7. MILOSEVIC'S NATIONALIST SPEECHES OF 1987 AND 1989. It is now rote
"history" that in April 1987 Milosevic "endorsed a Serbian nationalist
agenda" at Polje in Kosovo, and did the same there on June 28, 1989--
supposedly heralding his project of Greater Serbia and the coming wars
to achieve it. People like Roger Cohen and Steven Erlanger who cite
these as "inciting Serb passions" almost surely never bothered to read
them (nor did Joe Knowles, who mentions Milosevic's "infamous" speech
of June 28 in In These Times [Aug.6, 2001]).
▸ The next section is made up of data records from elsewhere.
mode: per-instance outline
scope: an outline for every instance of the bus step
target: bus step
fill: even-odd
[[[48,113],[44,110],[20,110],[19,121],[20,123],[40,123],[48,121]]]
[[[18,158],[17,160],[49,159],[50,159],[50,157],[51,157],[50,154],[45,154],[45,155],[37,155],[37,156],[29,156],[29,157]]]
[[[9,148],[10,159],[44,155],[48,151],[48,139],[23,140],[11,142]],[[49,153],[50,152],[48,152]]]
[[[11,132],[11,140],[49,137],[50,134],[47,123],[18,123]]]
In both speeches,
Milosevic actually warns against the dangers of nationalism, and while
he promises to protect Serbs, he is clearly speaking of the citizens of
the Republic of Serbia, not ethnic Serbs; and he describes "Yugoslavia"
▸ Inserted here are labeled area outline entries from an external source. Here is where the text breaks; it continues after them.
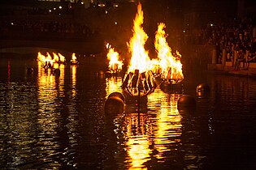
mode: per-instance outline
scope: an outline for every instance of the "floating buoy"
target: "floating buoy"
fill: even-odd
[[[196,100],[189,95],[183,95],[178,100],[178,109],[180,108],[195,108],[197,106]]]
[[[124,111],[124,96],[119,92],[111,93],[105,102],[105,113],[116,115]]]
[[[120,114],[124,111],[124,103],[119,97],[108,97],[105,102],[104,110],[107,115]]]
[[[120,93],[120,92],[112,92],[111,94],[110,94],[108,96],[108,98],[113,97],[113,96],[120,98],[124,103],[125,98],[124,98],[124,95],[122,93]]]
as "a multinational community...[that] can survive only under the
conditions of full equality for all nations that live in it" (June 28,
1989).



8. MILOSEVIC AS DICTATOR. The June 28, 2001 amended indictment of
Milosevic notes that he was "elected" president of Serbia on May 8,
1989, was elected again "in multi-party elections" held in December
1990, was "reelected" in December 1992, was "elected president of the
Federal Republic of Yugoslavia" on July 15, 1997, and was defeated and
ousted from power in an election in September 2000. But as Milosevic is
on the U.S. hit list, he is referred to repeatedly in the media as a
"dictator," a word they were extremely reluctant to apply to Suharto
during his 32 years as a prized U.S. client. The designation of
dictator created a problem for the media because they also found, and
continue to find, the Serb populace guilty as "willing executioners"
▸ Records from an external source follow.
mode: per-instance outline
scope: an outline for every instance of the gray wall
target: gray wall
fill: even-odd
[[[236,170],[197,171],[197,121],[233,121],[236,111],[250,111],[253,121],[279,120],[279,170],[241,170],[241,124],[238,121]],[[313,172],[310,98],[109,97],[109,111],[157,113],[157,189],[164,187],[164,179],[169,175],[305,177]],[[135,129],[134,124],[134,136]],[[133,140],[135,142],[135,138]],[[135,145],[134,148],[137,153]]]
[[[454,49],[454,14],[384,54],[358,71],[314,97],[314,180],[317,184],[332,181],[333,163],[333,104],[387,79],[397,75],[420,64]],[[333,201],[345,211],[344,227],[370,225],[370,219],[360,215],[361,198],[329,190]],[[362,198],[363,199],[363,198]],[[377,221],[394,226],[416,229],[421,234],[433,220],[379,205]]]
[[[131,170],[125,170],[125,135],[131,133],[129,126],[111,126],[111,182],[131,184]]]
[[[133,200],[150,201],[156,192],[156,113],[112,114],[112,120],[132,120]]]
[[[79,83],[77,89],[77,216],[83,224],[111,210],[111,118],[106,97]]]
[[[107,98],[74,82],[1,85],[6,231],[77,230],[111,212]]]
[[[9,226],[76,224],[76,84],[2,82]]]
who were properly punished by bombing and who need to acknowledge their
guilt. How a people suffering under a dictatorship and
dictator-controlled media could be guilty of crimes committed elsewhere
is unexplained, but in the U.S. mainstream media the contradiction
remains unchallenged.



9. THE DICTATOR AS RESPONSIBLE KILLER. In Manufacturing Consent Chomsky
and I showed how in the case of the murder of Jerzy Popieuszko in
communist Poland the media repeatedly sought to prove that the leaders
of Poland knew about and were responsible for the killing, whereas in
cases where our own leaders or clients are involved, the media are not
interested in high level knowledge and responsibility. It was therefore
a foregone conclusion that the media would jump on every claim that
Milosevic was behind the deaths in the Balkan wars, and as the Tribunal
has to confront the need for such proof to convict the demon, the media
are working this terrain with vigor. Some of the alleged new evidence
is clearly being leaked from the Tribunal itself (e.g., Bob Graham and
Tom Walker, "Milosevic Ordered Hiding of Bodies," Sunday Times
[London], July 8, 2001), a form of propaganda once again revealing that
it is not a judicial body but a political instrument. This evidence,
which cites the very words used by the dictator in Belgrade in March
1999 instructing his subordinates to commit crimes ("all civilians
killed in Kosovo have to be moved to places where they will not be
discovered," in ibid.), has the odor of NATO-bloc disinformation and
should be treated with the utmost scepticism. And we may be sure the
media will never ask why, with this instruction, "45 bodies" were left
on the ground in Racak for the convenience of William Walker and other
NATO propagandists.



Concluding Note

The U.S. propaganda system is at the peak of its powers in the early
years of the 21st century, riding the wave of capitalism's triumph,
U.S. global hegemony, and the confidence and effective service of the
increasingly concentrated and commercialized mainstream media. It is a
model propaganda system, its slippages and imperfections adding to its
power, given its assured service in times of need. And as described
above, in such times its ability to ignore inconvenient facts, swallow
disinformation, and work the public over with propaganda can easily
compete with--even surpass--anything found in totalitarian systems.